Après l'Assemblée nationale, le Sénat devrait adopter mardi le projet de loi d'urgence pour la reconstruction de Mayotte, un premier pas pour remettre en état l'archipel dévasté par le cyclone Chido, qui a causé la mort de 39 personnes.
A l'écart des enjeux budgétaires de l'Assemblée nationale, où François Bayrou a dégainé deux 49.3 sur le budget de l'État et de la Sécurité sociale, la chambre haute a fait cheminer un autre texte impératif pour la France, près de deux mois après la catastrophe.
Consensuel bien que jugé très insuffisant par de nombreux élus, le texte finira d'être examiné mardi après-midi, mais son adoption ne fait aucun doute. Députés et sénateurs se chargeront ensuite d'aboutir à un texte commun lors d'une commission mixte paritaire prévue le lundi 10 février, pour permettre une entrée en vigueur au plus vite.
« Nous ne lâcherons rien, rien pour l'aider à se relever. Nous ne transigerons avec rien pour reconstruire l'île sur des bases plus saines, pour changer son visage et à travers elle, la vie » des Mahorais, a lancé le ministre des Outre-mer Manuel Valls. De retour d'un déplacement sur l'archipel, il a affirmé que le « coût des destructions s'établira autour de 3,5 milliards d'euros ».
Le texte contient principalement des assouplissements aux règles d'urbanisme, de commande publique et quelques mesures sociales, comme des facilités fiscales ou des allègements de cotisations. Il remet à plus tard l'épineuse question migratoire et la restriction du droit du sol sur l'archipel -une proposition de loi de la droite sur le sujet arrive à l'Assemblée jeudi- et sera complétée d'ici deux mois par une loi-programme plus ambitieuse.

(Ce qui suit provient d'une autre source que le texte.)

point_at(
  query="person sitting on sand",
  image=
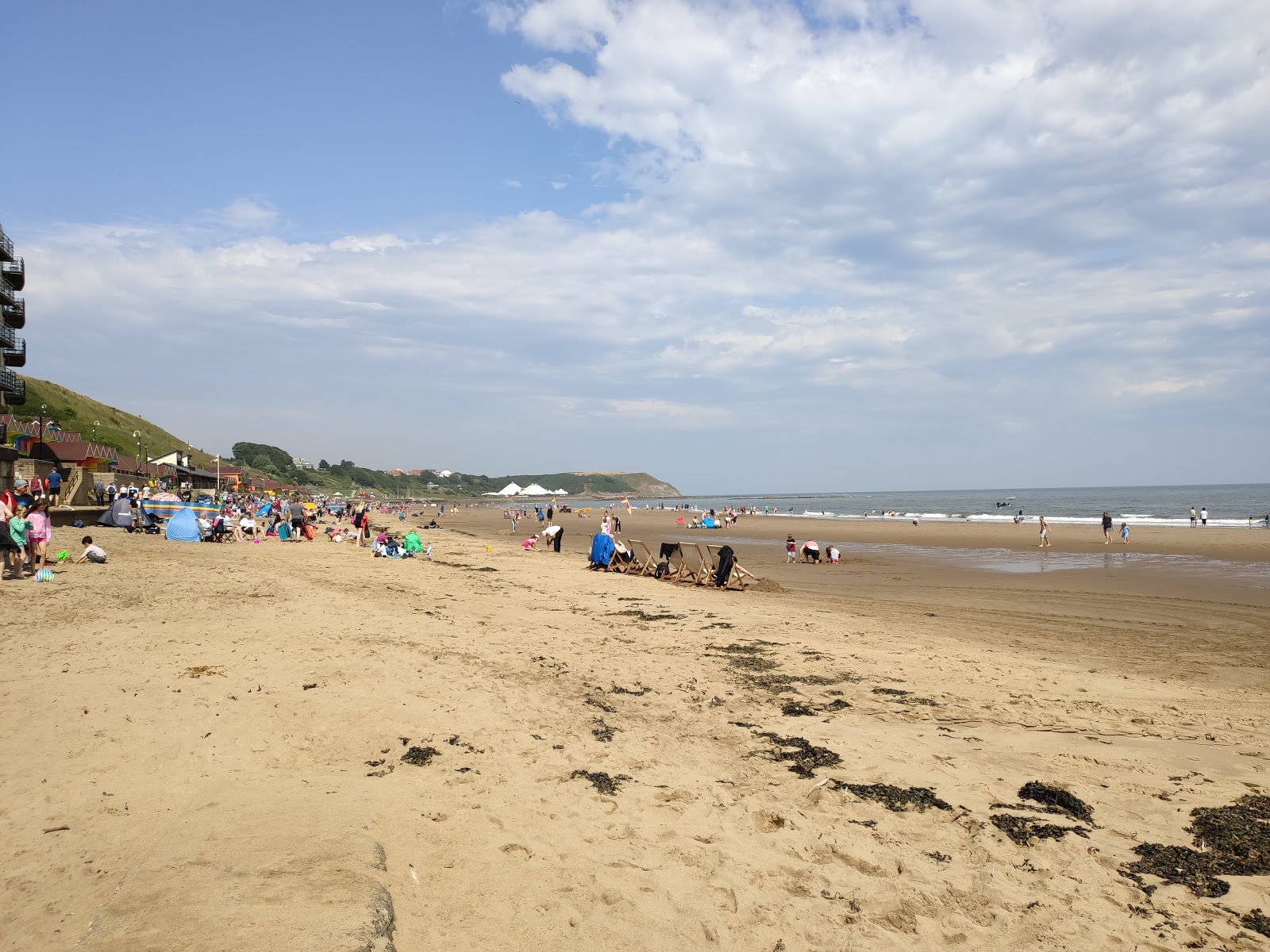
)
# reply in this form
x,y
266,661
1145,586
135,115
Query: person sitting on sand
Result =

Loi-programme d'ici deux mois
Le Sénat a remodelé certaines dispositions par rapport à la version de l'Assemblée, en rétablissant par exemple un article facilitant l'implantation de constructions temporaires d'urgence. Les parlementaires de la chambre haute ont également revu la composition du conseil d'administration de l'établissement public qui sera chargé de coordonner la reconstruction, y associant les élus locaux. Des avancées saluées par le ministre des Outre-mer.
« Je crois pouvoir considérer que nous nous approchons d'un texte d'équilibre faisant écho aux aspirations locales », a noté la rapporteure du projet de loi au Sénat, Micheline Jacques (LR), qui s'est aussi rendue à Mayotte, « chez l'habitant ». Mais cette loi d'urgence « n'a pas vocation à répondre à tous les problèmes », a-t-elle rappelé.

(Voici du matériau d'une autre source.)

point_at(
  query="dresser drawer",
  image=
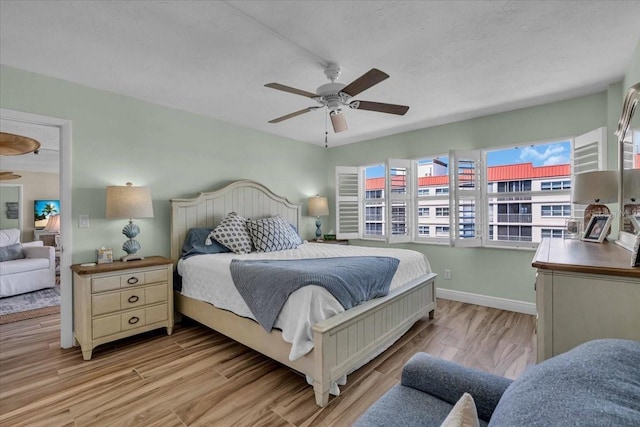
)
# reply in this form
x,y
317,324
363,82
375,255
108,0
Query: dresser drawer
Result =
x,y
131,319
137,278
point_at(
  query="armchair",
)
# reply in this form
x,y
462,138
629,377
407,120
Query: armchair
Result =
x,y
35,270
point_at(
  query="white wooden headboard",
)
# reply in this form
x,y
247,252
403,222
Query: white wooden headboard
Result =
x,y
248,198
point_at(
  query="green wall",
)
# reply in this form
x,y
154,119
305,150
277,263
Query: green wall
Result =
x,y
177,154
500,273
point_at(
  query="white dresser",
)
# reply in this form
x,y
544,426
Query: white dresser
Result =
x,y
120,299
584,291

Le gouvernement avait, un temps, envisagé de demander une habilitation à légiférer par ordonnances pour procéder à des modifications dans les règles d'expropriation, une proposition qui a inquiété les deux chambres du Parlement. Manuel Valls y a renoncé, affirmant qu'il procédera à « plus de concertation » pour faire aboutir ce dossier.
La loi d’urgence met également en place un prêt à taux zéro « ouvert à toutes les familles mahoraises pour reconstruire leur maison, même lorsque leur habitation n’était pas assurée ». Des prêts qui pourront aller jusqu’à 50 000 euros sur 30 ans, avec « un différé d’amortissement de cinq ans ». Ces prêts avaient déjà été annoncés lors du déplacement de François Bayrou sur l’archipel.
Durant cet examen au Sénat, Manuel Valls a apporté son soutien à une proposition des sénateurs d'exonérer Mayotte, à titre exceptionnel, de la taxe générale sur les activités polluantes sur les déchets pendant deux ans. Plus débattue, une mesure visant à conditionner la vente de tôle à la présentation d'une pièce d'identité a été confirmée malgré les protestations de la gauche, qui s'insurgeait contre une mesure visant « explicitement les personnes sans papiers ».
« Mais laisser la tôle en vente libre, c'est la garantie du retour des bidonvilles et un vrai risque pour la population au prochain événement climatique », s'est justifié Manuel Valls. « De nombreux alourdissements ajoutés à l’Assemblée nationale ont été retirés, tandis que les mesures de lutte contre les bidonvilles, à l’initiative ou avec le soutien du gouvernement, ont été conservées » a salué le ministre.
Sur place, et en attendant l’adoption définitive de cette loi, l’objectif de rétablir 100% de l’électricité au 31 janvier « a été tenu » a assuré Manuel Valls dans son discours. « Malgré des conditions difficiles », la rentrée scolaire a bien eu lieu avec « des renforts de sécurité civile ». « 182 écoles sur 221, 28 collèges et lycées sur 33 ont pu rouvrir et trois établissements supplémentaires rouvriront cette semaine » a détaillé le ministre des Outre-mer qui a annoncé une mission de suivi de la reconstruction de Mayotte, confiée à la sénatrice Salama Ramia.